Nicolas Sarkozy, la veille de son arrivée à Copenhague, lors de son interview à Canal +, avait énuméré les quatre critères de réussite du sommet. Seuls deux figurent dans l'accord final : la limitation de la hausse des températures de 2°C comme objectif, et les engagements financiers. En revanche, la référence à une diminution de 50 % des émissions de gaz à effet de serre dans le monde en 2050 ainsi que la création d'une organisation mondiale de l'environnement sont passées par pertes et profits.

L'Europe s'était engagée à porter son effort de 20 % à 30 % en cas d'accord satisfaisant. Elle «s'en tiendra à l'objectif de 20 % jusqu'à la conclusion d'un traité contraignant», a déclaré Angela Merkel. Pour certains, le sentiment d'échec tient au fait que la perspective d'un traité a totalement disparu de l'accord final.

Samedi, tous les diplomates s'interrogeaient sur la valeur juridique de ce texte.
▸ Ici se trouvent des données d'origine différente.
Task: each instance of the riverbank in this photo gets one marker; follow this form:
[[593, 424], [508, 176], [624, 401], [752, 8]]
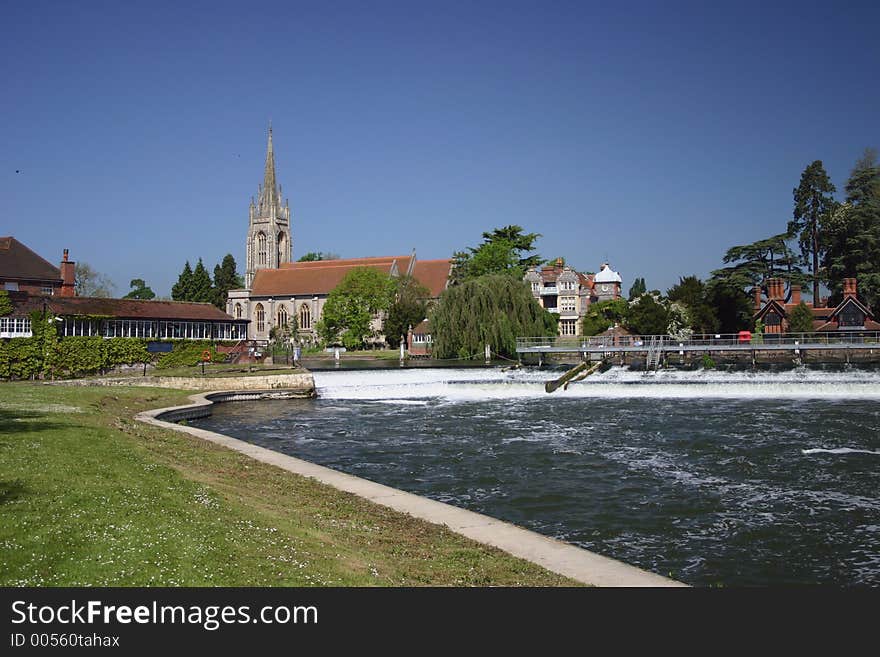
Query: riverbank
[[92, 498]]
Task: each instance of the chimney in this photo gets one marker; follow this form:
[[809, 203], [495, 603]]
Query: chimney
[[68, 278]]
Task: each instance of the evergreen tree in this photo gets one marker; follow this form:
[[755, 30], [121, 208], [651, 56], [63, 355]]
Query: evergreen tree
[[638, 289], [801, 319], [731, 304], [410, 307], [812, 203], [851, 234], [503, 251], [225, 278], [348, 313], [182, 289], [201, 285], [494, 310], [139, 290], [647, 316], [691, 293]]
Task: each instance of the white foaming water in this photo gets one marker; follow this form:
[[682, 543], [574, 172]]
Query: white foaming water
[[475, 384], [838, 450]]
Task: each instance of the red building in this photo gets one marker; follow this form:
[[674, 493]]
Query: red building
[[849, 315], [22, 270]]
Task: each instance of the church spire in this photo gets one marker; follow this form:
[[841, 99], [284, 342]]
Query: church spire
[[269, 195]]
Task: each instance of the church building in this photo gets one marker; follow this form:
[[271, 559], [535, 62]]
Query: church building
[[282, 294]]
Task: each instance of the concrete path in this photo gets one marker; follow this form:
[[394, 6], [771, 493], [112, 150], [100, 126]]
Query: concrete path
[[557, 556]]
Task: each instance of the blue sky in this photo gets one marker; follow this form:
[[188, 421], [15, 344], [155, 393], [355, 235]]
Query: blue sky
[[652, 134]]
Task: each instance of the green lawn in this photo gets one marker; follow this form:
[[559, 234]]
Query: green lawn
[[88, 496]]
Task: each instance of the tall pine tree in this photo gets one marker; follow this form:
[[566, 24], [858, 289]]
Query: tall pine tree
[[182, 289], [201, 284], [225, 278], [851, 234], [812, 203]]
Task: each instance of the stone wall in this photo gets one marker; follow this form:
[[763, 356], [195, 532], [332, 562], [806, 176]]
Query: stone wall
[[300, 384]]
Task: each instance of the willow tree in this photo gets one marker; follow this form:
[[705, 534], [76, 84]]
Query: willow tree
[[494, 310]]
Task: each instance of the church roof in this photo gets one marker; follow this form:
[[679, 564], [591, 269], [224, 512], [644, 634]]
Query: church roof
[[433, 274], [18, 261], [319, 277]]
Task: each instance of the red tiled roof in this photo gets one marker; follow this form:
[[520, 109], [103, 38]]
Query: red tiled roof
[[433, 274], [319, 277], [122, 308], [18, 261]]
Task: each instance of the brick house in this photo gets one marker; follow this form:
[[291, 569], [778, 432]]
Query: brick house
[[849, 315]]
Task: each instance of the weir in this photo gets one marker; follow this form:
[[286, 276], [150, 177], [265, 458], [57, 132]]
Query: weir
[[655, 347]]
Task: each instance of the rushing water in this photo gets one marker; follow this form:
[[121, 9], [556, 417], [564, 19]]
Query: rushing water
[[712, 478]]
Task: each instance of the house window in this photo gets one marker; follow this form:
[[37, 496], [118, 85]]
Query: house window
[[279, 254], [305, 317], [260, 315], [261, 248]]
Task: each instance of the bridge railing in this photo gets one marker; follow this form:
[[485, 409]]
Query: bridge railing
[[611, 343]]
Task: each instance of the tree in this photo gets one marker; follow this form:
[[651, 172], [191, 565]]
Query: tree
[[700, 314], [731, 305], [647, 316], [812, 203], [410, 306], [201, 284], [314, 256], [90, 283], [182, 289], [351, 306], [503, 251], [801, 319], [756, 262], [494, 309], [139, 290], [851, 234], [225, 278], [638, 288], [603, 315]]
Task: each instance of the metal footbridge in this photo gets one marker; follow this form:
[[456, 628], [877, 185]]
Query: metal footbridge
[[655, 346]]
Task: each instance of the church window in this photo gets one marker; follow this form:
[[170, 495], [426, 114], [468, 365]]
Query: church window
[[260, 315], [261, 248], [279, 255], [305, 317]]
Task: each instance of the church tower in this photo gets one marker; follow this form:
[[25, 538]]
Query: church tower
[[268, 243]]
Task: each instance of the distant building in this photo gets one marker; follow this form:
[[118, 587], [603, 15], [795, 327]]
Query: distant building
[[849, 315], [563, 291], [280, 293], [123, 318], [22, 270]]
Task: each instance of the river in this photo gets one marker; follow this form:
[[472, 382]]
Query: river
[[712, 478]]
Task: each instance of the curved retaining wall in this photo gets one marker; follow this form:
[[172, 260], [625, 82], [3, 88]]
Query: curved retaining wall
[[569, 560]]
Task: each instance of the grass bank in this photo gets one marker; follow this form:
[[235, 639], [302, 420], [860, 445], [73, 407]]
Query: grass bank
[[88, 496]]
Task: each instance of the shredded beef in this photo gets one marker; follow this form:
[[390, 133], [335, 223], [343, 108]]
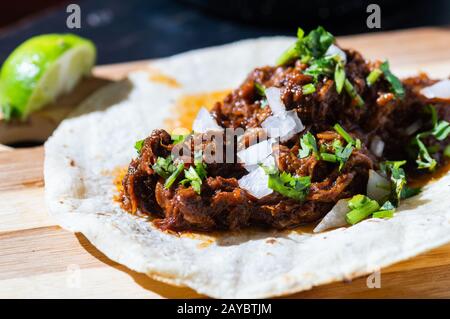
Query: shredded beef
[[221, 204]]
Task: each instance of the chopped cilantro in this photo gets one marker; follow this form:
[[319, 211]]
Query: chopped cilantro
[[138, 145], [260, 89], [373, 76], [339, 77], [440, 130], [314, 45], [164, 166], [398, 178], [308, 144], [173, 177], [351, 91], [386, 211], [308, 89], [396, 84], [287, 185], [178, 138]]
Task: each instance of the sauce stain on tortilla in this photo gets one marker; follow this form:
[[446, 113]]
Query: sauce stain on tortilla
[[164, 79], [187, 106]]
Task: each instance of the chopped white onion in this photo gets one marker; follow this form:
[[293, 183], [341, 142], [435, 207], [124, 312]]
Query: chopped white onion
[[378, 187], [204, 122], [256, 153], [377, 146], [273, 96], [335, 217], [283, 126], [256, 183], [439, 90], [333, 50], [414, 127]]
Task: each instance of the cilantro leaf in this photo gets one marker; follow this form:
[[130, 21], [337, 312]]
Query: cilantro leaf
[[138, 145], [396, 84], [173, 177], [339, 77], [164, 166], [314, 45], [373, 76], [287, 185], [308, 144], [398, 178]]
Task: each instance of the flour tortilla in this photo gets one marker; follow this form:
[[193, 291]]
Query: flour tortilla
[[86, 148]]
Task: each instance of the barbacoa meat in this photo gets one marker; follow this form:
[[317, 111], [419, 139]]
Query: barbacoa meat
[[223, 205]]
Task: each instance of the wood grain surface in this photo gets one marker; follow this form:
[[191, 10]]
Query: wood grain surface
[[39, 259]]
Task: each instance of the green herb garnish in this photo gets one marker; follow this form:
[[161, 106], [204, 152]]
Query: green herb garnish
[[308, 89], [260, 89], [396, 84], [351, 91], [287, 185], [308, 145], [373, 76], [386, 211], [398, 178], [178, 138], [339, 77], [314, 45], [173, 177], [138, 145], [440, 130], [164, 166]]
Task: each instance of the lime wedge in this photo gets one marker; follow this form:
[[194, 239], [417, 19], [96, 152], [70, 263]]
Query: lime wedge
[[41, 69]]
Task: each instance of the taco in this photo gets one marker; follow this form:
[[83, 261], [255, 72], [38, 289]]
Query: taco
[[323, 138]]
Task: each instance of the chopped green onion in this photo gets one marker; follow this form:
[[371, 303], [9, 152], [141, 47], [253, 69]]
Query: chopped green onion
[[138, 145], [308, 89], [447, 151], [358, 214], [339, 77], [347, 137], [373, 76], [396, 84], [308, 144], [351, 91], [178, 138], [329, 157], [287, 185], [164, 167], [288, 55], [260, 89], [386, 211], [172, 178], [398, 178]]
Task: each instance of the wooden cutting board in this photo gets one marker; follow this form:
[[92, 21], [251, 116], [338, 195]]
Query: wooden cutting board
[[39, 259]]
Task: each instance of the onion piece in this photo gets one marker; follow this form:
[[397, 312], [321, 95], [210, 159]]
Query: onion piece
[[377, 146], [256, 153], [204, 122], [440, 90], [273, 96], [378, 187], [283, 126], [335, 217], [333, 50], [256, 183]]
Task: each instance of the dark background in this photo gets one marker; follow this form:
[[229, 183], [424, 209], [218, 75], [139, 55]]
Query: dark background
[[128, 30]]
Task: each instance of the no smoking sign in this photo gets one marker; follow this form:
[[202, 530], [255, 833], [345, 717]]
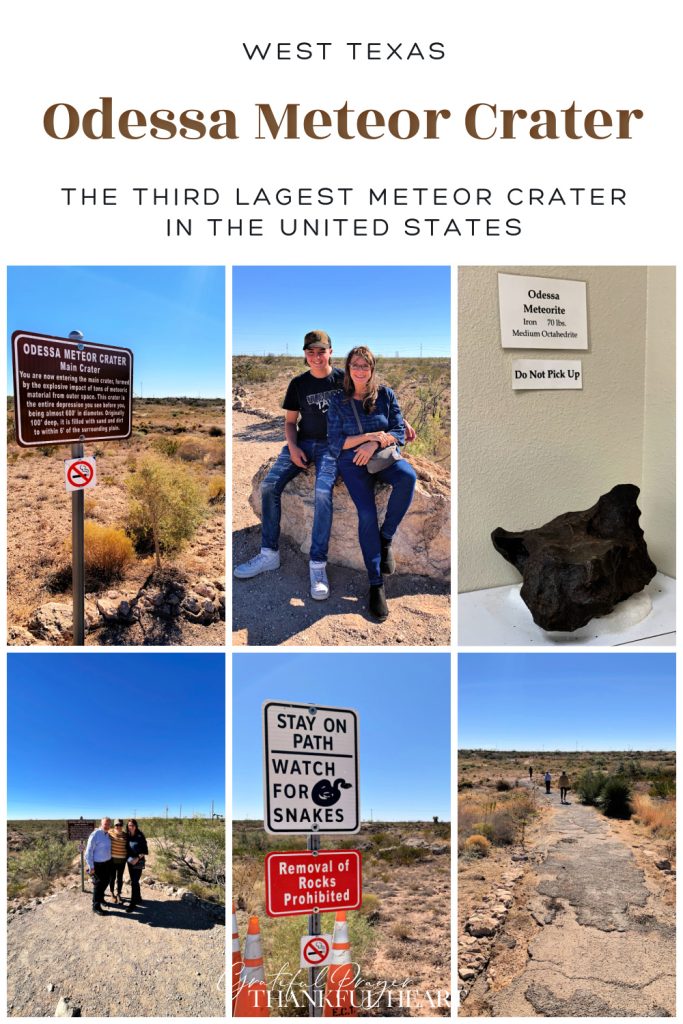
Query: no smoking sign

C'est une décision «acrobatique», concède le diplomate maltais Michael Cutajar, un des responsables de la négociation onusienne. «L'urgence ne produit pas le droit, analyse Laurence Boisson de Chazournes, professeur de droit international à l'université de Genève, c'est le droit qui accompagne le processus politique.» Copenhague a accouché d'un accord bancal, mais qui a le mérite d'exister. «Ce sont les chefs d'État qui ont sauvé le processus.

Avant qu'ils arrivent, on était fichu», commente Brice Lalonde, l'ambassadeur climat pour la France. Les optimistes soulignent que même en l'absence de règles du jeu internationales, tous les pays, États-Unis et Chine compris, ont engagé des politiques nationales de lutte contre le réchauffement climatique.
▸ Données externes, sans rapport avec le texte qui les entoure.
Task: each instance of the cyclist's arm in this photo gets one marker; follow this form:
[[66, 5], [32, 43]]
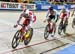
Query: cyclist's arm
[[47, 15], [19, 19], [55, 16], [72, 13]]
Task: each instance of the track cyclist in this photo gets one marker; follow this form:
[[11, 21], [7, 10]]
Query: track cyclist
[[64, 15], [29, 18], [51, 18], [73, 15]]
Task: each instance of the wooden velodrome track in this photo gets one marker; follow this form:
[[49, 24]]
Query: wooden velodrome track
[[38, 44]]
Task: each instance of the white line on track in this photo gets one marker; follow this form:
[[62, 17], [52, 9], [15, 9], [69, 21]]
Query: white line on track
[[57, 37]]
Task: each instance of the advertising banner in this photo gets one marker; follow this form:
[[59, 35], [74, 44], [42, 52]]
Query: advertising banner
[[16, 6]]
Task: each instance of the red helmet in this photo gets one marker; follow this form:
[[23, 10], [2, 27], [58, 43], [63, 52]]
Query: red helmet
[[51, 8]]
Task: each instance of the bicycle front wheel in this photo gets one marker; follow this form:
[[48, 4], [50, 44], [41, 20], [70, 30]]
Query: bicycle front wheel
[[46, 32], [16, 38], [28, 36]]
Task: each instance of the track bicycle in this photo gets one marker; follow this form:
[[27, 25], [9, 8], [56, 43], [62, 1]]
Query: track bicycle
[[22, 36]]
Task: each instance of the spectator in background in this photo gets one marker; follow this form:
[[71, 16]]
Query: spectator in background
[[13, 0]]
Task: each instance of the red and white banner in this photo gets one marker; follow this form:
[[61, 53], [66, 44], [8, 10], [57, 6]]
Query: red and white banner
[[16, 6]]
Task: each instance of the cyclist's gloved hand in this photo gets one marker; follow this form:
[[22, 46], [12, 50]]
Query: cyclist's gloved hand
[[15, 26]]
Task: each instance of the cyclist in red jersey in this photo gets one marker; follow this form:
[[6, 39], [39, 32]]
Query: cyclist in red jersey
[[29, 18]]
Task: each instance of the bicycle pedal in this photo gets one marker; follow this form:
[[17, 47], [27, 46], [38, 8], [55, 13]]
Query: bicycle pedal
[[20, 40]]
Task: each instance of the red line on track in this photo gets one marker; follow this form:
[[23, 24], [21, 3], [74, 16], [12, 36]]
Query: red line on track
[[26, 46]]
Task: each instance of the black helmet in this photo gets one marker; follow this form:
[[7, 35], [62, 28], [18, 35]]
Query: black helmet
[[51, 8]]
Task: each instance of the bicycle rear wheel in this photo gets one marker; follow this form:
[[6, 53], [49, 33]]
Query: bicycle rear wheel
[[28, 36], [59, 29], [16, 38], [46, 32], [73, 23]]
Le processus de négociations de l'ONU a-t-il implosé ?

La présence des chefs d'État et de gouvernement a court-circuité les voies traditionnelles de la négociation onusienne. L'accord de Copenhague a été ficelé derrière des portes closes entre une petite trentaine de dirigeants sur 119 présents et 193 États représentés. «Vous allez entériner ce coup d'État contre les Nations unies», tonnait la déléguée du Venezuela durant l'ultime séance plénière, dans la nuit de vendredi à samedi.
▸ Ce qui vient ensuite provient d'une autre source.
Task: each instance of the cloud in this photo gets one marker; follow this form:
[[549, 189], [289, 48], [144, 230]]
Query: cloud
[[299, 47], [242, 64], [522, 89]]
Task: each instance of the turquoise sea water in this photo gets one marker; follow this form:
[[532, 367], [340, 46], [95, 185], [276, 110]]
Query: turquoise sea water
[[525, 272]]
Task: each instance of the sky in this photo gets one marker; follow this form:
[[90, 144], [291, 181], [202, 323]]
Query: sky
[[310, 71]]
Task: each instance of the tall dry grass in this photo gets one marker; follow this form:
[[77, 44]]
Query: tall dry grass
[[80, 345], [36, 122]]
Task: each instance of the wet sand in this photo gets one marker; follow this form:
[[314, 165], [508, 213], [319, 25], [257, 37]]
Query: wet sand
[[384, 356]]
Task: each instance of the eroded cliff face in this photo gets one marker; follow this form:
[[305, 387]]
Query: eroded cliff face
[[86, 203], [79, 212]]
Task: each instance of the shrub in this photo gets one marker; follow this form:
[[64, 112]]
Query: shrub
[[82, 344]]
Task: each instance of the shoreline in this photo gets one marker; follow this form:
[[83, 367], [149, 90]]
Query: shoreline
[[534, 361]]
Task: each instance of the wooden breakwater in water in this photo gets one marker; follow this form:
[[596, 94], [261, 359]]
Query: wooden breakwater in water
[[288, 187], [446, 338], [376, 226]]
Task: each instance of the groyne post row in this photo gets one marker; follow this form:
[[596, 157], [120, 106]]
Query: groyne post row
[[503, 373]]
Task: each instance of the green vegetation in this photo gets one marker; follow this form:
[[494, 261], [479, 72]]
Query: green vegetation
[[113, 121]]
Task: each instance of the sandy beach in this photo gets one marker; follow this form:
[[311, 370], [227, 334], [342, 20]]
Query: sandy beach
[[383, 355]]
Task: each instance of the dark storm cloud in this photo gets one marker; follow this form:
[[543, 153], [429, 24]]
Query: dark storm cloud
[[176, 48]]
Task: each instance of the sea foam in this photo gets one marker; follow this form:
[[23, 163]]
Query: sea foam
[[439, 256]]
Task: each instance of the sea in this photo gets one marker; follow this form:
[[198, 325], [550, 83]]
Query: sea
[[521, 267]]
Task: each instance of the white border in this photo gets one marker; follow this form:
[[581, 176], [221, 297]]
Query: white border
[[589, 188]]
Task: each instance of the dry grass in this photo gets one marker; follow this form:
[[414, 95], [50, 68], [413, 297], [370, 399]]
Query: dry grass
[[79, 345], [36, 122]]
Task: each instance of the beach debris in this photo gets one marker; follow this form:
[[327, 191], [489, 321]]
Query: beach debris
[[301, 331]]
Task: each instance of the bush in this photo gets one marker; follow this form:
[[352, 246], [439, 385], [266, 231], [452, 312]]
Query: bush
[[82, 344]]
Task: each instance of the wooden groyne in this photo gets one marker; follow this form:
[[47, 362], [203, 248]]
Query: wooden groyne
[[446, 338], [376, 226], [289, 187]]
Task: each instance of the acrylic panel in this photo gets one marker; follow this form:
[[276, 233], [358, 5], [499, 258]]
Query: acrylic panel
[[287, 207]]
À l'instar de nombre d'acteurs de cette folle quinzaine danoise, Nicolas Sarkozy confirme : tout cela montre «les limites d'un système onusien qui est à bout de souffle».

«Si certains grands pays, comme l'Inde, étaient au Conseil de sécurité, cela serait plus facile de leur faire endosser leurs responsabilités», a ajouté le chef de l'État, persuadé qu'«il n'y aura plus d'autres conférences où personne ne peut prendre de décision». Copenhague esquisse «ce que pourrait être une gouvernance planétaire, remarque Brice Lalonde. Il n'y aurait pas de contrainte a priori, mais une surveillance a posteriori des engagements climatiques.»

Le protocole de Kyoto est-il mort ?

Signé en 1997 mais ratifié et entré en application en 2005 seulement, le protocole de Kyoto engage 37 pays industrialisés plus l'Union européenne (UE) à des réductions chiffrées de leurs émissions de CO2, pour la période 1990-2012. Les États-Unis n'ont jamais ratifié Kyoto. La conférence de Copenhague avait pour objectif de fixer les règles du jeu de l'après-Kyoto. L'accord succinct prévoit seulement que les pays industrialisés «s'engagent individuellement ou collectivement» pour l'échéance 2020. Sans autre carcan qu'une surveillance aux règles indéterminées. Cependant, il n'est pas exclu que le protocole de Kyoto soit prolongé pour l'après-2012 par un nouveau texte contraignant. Mais, comme l'a perfidement souligné Barack Obama, «Kyoto était juridiquement contraignant, et personne n'a respecté ses engagements».

Que va-t-il se passer maintenant ?

La déclaration de Copenhague ne fixe même pas de calendrier pour obtenir un traité ou autre document contraignant sur le climat. Les Européens et de nombreux pays en voie de développement espéraient au moins mentionner la conférence ministérielle annuelle suivante comme date butoir. Celle-ci se déroulera du 29 novembre au 10 décembre 2010 à Mexico. Avant Mexico, Bonn, siège du secrétariat de la Convention de l'ONU sur le climat, accueillera du 31 mai au 11 juin une réunion d'étape. Les scientifiques sonnent l'alarme, mais le processus politique mondial entamé à Rio en 1992 n'en est qu'à ses débuts.